Görüyorum ki ebeveynler evlatlarını hangi tehlikeden nasıl koruyacaklarını şaşırmış ve haklı olarak bu konuda epey panik hâldeler. Bir yanda internetin uçsuz bucaksız, kontrol etmesi her geçen gün daha da güçleşen kara delikleri; diğer yanda okullarında onca eğitimcinin (!) arasında bile güvende olmadıkları gerçek hayatın karşılarına çıkarttığı rezillikler, tehditler... Mavi Balina, Momo, su maymuncuğu, pamuk şeker görünümlü zehirler, sigara, sanal anne-baba derken (cinsel istismarı da elbette görmezden gelmem) bu kez de "puff nargile".
Puff nargile (puff bar), bir çeşit elektronik sigaradır.
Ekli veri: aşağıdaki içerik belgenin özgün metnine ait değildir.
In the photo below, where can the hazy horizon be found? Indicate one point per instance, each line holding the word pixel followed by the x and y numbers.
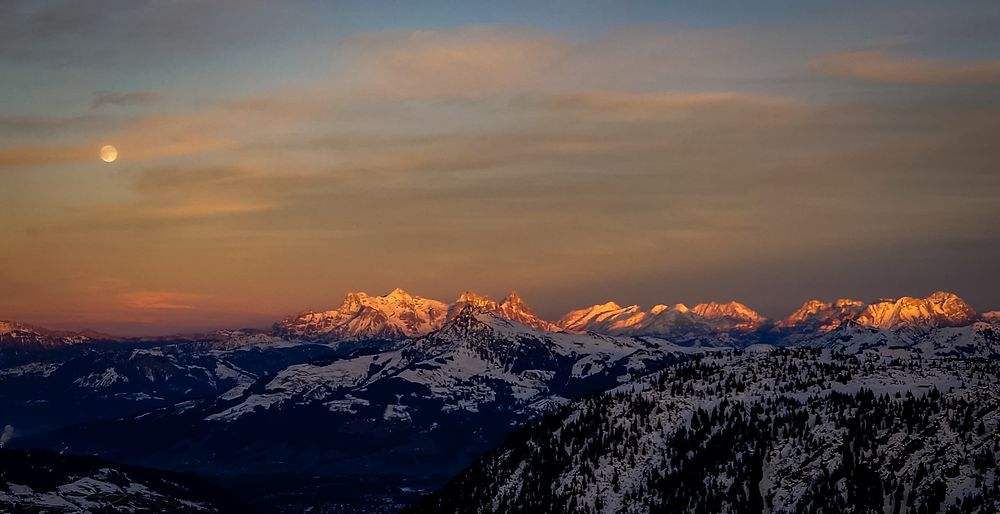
pixel 269 157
Cihazın amacı, düşük miktarda nikotin içeren bir buhar çıkartmakmış. Bu aletin içindeki sıvı ve batarya tükenince tekrar kullanılamıyormuş. Renkleri ve şekilleri itibarıyla (böyle söylemek istemezdim ama) sevimli ve ilgi çekici tasarımları nedeniyle gençler arasında fazlaca popüler hâle gelmiş fakat sadece gençlerle kalmamış, bu elektronik sigaralar 13-14 yaş aralığındaki ortaokul öğrencilerinden de kendisine alıcı bulur duruma gelmiş. Cihazların, çocukları nikotine alıştırmak için kullanıldığını ileri süren uzmanlar da bulunmakta.
Konu ile ilgili olarak ulusal televizyon kanallarından birinde hazırlanmış bir haberde, kendisine mikrofon uzatılan ortaokul çocuklarının söyledikleri, alet hakkındaki hâkimiyetlerini gözler önüne seriyor. Haberde, 14 yaşında olduğunu söyleyen çocuklardan bir tanesi, "Arkadaşlarım bunun ticaretini de yapıyor. Alıp okulda satıyorlar" diyor. Evet bir çocuk, evet "ticaret yapmak"tan bahsediyor. Hem de ne ticareti? Elektronik sigara! Hem de nerede? Okulda!
Yine aynı haber içeriğinde görüşlerine yer verilen Çocuk Göğüs Hastalıkları Uzmanı Prof. Dr. Sedat Öktem, bu cihazların akciğer naklini gerektirebilecek kadar ağır akciğer hasarlarına yol açabildiğini; ölümlere, yoğun bakım yatışlarına, koviddekine benzer birtakım akciğer bulgularına sebep olabildiğini aktarıyor.